Damien Neil wrote:
DN> {
DN> my $fh = IO::File->new("file");
DN> do_stuff($fh);
DN> }
DN>
DN> sub do_stuff { ... }
Simon Cozens wrote:
SC> No, it can't, but it can certainly put a *test* for not having
SC> references there.
Dan Sugalski wrote:
DS> Yes it can tell, actually--we do have the full bytecode to the sub
DS> available to us ...
Dataflow can tell you a lot, but the garbage collector can provide
info too. An object can never point to an object younger than itself.
If the stack is the youngest generation, then whenever something on the
stack gets stored in an older object the stack object ages.
If we still have a young $fh when do_stuff() returns, then the object is
safe to collect as long as we know that the scope owning $fh isn't
returning it. We don't need dataflow for the functions we call; we just
need dataflow for the current scope. (We also have to run a normal
traversing collection on the stack -- it isn't good enough to just
$fh->DESTROY because $fh might be pointed to by another stack object.)
By the way, this is also a way to make finalizers useful most of the
time.
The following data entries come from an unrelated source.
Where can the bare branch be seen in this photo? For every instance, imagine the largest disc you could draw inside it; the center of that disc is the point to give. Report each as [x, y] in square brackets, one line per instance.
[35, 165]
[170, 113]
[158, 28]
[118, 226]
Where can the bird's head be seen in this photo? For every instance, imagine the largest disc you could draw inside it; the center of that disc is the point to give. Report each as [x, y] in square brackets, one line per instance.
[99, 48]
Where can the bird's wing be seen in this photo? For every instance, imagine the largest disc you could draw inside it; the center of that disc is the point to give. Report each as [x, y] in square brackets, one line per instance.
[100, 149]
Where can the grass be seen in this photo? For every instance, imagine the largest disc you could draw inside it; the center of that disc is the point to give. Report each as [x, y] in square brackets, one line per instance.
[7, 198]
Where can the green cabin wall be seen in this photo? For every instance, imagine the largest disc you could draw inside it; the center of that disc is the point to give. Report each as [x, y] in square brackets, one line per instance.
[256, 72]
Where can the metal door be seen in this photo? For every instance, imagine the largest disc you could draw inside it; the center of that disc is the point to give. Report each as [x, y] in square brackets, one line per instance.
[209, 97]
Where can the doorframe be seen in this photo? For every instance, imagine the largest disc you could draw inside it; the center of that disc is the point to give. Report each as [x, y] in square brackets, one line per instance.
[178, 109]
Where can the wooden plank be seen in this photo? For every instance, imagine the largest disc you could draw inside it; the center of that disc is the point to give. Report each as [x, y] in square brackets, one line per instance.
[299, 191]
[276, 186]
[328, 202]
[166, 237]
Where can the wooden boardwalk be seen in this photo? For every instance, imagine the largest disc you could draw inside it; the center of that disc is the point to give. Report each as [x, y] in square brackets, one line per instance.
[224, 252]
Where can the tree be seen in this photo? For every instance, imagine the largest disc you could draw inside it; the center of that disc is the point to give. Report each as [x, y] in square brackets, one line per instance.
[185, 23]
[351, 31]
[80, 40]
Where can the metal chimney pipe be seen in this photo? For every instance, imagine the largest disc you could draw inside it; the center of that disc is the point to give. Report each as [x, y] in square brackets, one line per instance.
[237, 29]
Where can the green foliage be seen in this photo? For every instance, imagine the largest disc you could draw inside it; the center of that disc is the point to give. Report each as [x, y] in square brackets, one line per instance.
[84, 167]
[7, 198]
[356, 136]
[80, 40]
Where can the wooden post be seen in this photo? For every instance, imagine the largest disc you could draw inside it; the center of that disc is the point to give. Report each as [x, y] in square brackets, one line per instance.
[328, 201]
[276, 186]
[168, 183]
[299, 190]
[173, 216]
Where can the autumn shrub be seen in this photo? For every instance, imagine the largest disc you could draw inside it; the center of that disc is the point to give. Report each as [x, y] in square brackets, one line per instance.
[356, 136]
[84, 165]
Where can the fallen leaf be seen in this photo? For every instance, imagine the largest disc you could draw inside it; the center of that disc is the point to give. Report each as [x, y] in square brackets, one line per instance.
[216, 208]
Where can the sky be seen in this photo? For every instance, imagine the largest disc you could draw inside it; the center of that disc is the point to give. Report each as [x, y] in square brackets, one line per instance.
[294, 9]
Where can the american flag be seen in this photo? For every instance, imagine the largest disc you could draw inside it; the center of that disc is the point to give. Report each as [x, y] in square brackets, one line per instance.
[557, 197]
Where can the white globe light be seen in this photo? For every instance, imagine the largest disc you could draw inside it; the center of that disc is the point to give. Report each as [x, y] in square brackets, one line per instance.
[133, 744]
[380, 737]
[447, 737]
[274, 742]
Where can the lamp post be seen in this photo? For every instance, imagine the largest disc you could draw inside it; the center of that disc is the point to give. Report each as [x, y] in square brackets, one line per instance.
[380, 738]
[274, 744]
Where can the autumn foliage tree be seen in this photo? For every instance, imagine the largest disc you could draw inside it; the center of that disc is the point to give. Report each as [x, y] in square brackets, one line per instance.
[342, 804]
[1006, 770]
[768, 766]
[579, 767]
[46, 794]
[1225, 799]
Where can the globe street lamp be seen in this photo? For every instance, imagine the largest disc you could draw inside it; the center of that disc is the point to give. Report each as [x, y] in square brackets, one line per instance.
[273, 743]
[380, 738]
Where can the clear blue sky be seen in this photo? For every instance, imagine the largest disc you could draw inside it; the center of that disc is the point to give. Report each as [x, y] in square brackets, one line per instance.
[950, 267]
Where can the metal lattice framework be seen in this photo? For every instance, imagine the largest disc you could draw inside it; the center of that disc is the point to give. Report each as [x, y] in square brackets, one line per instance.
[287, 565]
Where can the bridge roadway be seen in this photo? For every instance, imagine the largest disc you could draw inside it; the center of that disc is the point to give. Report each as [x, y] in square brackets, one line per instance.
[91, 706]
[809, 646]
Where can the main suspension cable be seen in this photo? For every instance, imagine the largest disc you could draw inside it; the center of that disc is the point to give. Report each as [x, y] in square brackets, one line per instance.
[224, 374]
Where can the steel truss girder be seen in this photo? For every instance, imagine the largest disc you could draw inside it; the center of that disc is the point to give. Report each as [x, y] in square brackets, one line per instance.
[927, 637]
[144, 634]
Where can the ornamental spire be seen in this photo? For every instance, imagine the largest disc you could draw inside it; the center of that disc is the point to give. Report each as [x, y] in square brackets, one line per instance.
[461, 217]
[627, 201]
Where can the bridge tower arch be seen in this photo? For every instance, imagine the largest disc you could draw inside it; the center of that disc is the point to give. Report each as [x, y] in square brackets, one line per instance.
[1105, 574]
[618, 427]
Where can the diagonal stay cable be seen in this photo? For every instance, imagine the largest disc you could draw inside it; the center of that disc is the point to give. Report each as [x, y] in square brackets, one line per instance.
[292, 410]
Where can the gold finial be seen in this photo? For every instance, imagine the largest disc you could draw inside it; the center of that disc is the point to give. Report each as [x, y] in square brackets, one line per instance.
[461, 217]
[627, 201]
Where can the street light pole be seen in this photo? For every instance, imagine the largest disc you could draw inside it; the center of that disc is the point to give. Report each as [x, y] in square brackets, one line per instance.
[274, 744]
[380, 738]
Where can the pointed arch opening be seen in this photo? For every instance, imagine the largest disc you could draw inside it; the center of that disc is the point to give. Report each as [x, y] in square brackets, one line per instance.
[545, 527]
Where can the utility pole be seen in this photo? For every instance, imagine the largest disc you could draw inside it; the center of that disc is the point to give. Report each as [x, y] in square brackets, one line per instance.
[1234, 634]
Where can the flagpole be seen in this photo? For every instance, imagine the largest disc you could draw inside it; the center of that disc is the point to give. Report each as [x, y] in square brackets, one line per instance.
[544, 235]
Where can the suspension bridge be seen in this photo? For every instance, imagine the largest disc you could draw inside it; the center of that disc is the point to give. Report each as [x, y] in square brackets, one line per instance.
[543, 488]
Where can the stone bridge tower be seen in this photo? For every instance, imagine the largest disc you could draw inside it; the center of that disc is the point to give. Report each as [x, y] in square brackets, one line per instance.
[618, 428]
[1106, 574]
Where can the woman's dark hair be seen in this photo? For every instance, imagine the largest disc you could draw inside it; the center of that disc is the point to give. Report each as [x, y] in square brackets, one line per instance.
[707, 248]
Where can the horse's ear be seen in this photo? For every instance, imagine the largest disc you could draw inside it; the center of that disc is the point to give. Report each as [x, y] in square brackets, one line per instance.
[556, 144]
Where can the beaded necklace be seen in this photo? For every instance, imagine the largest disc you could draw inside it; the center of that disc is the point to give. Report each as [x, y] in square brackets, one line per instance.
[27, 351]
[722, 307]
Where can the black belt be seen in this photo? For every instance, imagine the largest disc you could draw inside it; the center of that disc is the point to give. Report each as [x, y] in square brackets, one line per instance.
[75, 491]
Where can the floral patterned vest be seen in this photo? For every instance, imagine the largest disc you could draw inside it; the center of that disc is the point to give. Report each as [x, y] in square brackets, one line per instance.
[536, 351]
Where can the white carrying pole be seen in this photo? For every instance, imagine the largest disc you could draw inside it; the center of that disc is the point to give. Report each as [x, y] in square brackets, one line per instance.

We can collect (which means finalize) portions of the youngest
generation at the end of every scope. The only time you'd get hit with
a non-deterministic finalizer is if you ever saved the object in an
old generation.
By the way, a lot of people are confusing a PMC object with a Blessed
Perl Object. To the perl internals everything is an object with a vtbl.
Only some of those objects will be Blessed Perl Objects.